Many soldiers claimed to be the man in the photo, but it was not until the advent of facial recognition technology that Mr Mendosa's identity was finally confirmed.
As the ideal strangers locked lips, world famous photographer Alfred Eisenstaedt snapped four pictures in just 10 seconds.
Mendonsa's daughter, Sharon Molleur, told the Providence Journal her 95-year-old father had fallen and had a seizure before he was pronounced dead.
But that did not stop him from maintaining that he was the sailor and it turned out, science would back up that claim. 'The evidence is so overwhelming, ' Verria said Sunday night. "There really is no doubt... Many know the photo, but few know the story". However, before his death, Mendonsa said he remembered the exact moment of the embrace.
Verria told the paper that while in the "Navy during WWII, he successfully maneuvered his destroyer through Typhoon Cobra, which flipped three other destroyers, Verria said".
And it was reported that Mendonsa explained what happened that day. Mendonsa watched from the helm as the nurses worked on the sailors.
When he was honoured at the Rhode Island State House in 2015, he spoke about the kiss.
Mendonsa was on leave and had been on a date with another woman when he heard the war was over. He'd maintained that his scars and tattoos proved it and a "photographic analysis by the Mitsubishi Electric Research Laboratories matched them to the photo based on testimony from a Yale professor who was a photograph analysis expert".
Mendonsa planted a kiss on Friedman, whom he had never met.

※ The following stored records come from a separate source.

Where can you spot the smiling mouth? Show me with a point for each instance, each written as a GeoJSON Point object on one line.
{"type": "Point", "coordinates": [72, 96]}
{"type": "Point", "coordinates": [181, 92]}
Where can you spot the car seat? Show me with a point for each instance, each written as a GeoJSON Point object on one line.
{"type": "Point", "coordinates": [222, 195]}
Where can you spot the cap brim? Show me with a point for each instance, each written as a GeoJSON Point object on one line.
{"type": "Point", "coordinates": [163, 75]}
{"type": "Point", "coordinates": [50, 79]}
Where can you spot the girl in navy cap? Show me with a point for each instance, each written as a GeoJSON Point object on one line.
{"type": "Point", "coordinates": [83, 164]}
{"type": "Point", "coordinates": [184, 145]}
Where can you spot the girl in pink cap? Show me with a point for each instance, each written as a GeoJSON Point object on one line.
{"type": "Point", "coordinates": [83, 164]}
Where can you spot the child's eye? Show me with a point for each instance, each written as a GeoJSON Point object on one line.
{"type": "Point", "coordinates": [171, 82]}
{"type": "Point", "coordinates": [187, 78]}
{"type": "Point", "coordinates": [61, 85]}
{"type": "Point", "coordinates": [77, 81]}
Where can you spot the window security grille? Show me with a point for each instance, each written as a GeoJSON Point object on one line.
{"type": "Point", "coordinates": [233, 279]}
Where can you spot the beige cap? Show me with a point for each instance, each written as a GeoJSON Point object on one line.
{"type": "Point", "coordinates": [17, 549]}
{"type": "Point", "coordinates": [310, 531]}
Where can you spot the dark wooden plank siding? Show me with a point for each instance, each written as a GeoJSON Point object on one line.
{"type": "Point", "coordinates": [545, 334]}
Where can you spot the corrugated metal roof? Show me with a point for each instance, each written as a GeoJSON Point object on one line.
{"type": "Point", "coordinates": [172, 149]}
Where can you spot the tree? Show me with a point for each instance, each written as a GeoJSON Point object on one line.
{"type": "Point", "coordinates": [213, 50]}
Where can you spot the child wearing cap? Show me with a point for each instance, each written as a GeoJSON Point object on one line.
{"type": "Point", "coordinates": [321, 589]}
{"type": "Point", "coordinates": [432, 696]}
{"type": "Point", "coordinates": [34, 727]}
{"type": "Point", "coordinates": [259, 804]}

Alfred Eisenstadt did not give the names of the kissing strangers and it was years before Mr Mendonsa and Ms Friedman were confirmed as the featured couple. Although it was widely lauded as an expression of the joy felt across the USA on the day Japan surrendered, in more recent times some have considered it, as Time Magazine wrote, "as little more than the documentation of a very public sexual assault".